By: Stanley Lench (1934-2000)
Created: Possibly circa 1955, Collection: Bethlem Museum of the Mind, London, England Rights: CC-BY-SA
This splendidly colourful work of art is an immensely fun one to recreate. You could look longingly at a cake or substitute the red and white gateaux for an equally decadent prop, while an elegant vase or a plant could help also help your faithful recreation. Look at the see-through veil, black gloves, feathery green coat and purple pearls around the sitter's neck. Black gloves, purple eye shadow, luminous hair and a dark red or orange background could also be the icing on your cake.
Stanley Lench taught himself to paint as a teenager and excelled, holding an exhibition at the Beaux Art Gallery aged just 19. It helped him secure a place in the stained glass department of the Royal College of Art. Inspired by ancient cultures, Cubism and silent film, Lench studied during the emergence of pop art, between 1955 and 1958.
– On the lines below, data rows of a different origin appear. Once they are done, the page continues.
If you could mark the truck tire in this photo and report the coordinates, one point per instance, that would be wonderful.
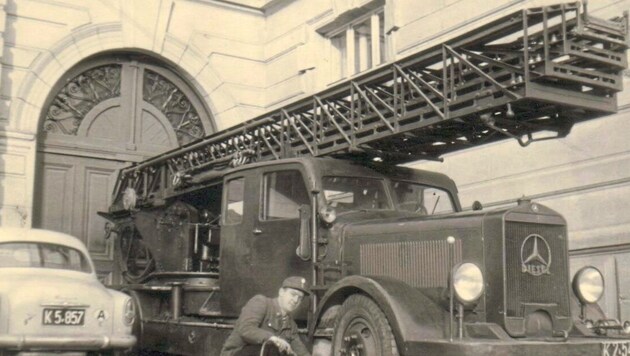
(362, 329)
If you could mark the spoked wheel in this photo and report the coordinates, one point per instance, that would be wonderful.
(363, 330)
(134, 257)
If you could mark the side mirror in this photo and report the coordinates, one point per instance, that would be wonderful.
(328, 214)
(304, 248)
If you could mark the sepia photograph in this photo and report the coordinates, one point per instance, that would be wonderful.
(314, 177)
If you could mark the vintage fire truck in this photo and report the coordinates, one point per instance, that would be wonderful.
(396, 265)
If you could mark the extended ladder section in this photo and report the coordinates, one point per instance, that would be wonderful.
(528, 76)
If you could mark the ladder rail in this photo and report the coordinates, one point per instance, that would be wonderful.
(473, 89)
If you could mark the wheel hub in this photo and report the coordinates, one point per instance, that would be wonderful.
(358, 340)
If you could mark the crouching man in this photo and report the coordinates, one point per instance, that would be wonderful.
(268, 321)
His work often surfed themes of youth, glamour, beauty and their inevitable defiler, mortality. After graduating from the RCA, Lench enjoyed some commercial success, selling work to Dame Edith Sitwell, and a portrait of actress Pola Negri to the Museum of Modern Art in New York.
Throughout his career, Lench experienced periods of great artistic creativity interspersed with periods of introspection and seclusion, and was treated on a number of occasions at Bethlem Royal Hospital and the Maudsley Hospital. Lench worried about his career as an artist, and felt rejected by the art world he continued to support through frequenting exhibitions and later working at Tate.
Lench had very strong feelings about this ‘bourgeois artistic clique’ (as he named them), expressed through the composition and inscriptions in his works. Some of his drawings were undertaken during a stay at Bethlem.
While being treated at Bethlem, Lench also engaged with museum staff and the design for a door panel commissioned by a former curator, demonstrating the same bold, stained glass style as his paintings. Despite concerns about his career, Lench succeeded in forging a strong aesthetic and thematic style that was grounded in art history and bound up in his own interests and ideas. In doing this, Lench cheated death and time, leaving a collection of art work for posterity that is both beautiful and didactic.
Made in oil on board, this cakey creation, unmounted and unframed, was made at some point during the 20th century. On the left, a half-length woman is portrayed, partially veiled and wearing a green dress.
She has her right arm raised to show her hand, on which she is wearing a black glove. She is sitting at a purple, yellow and white swirling patterned table on which there is a pink and white cake on the left and a purple vase containing flowers on the right. All this is set against a swirling, orange-patterned background.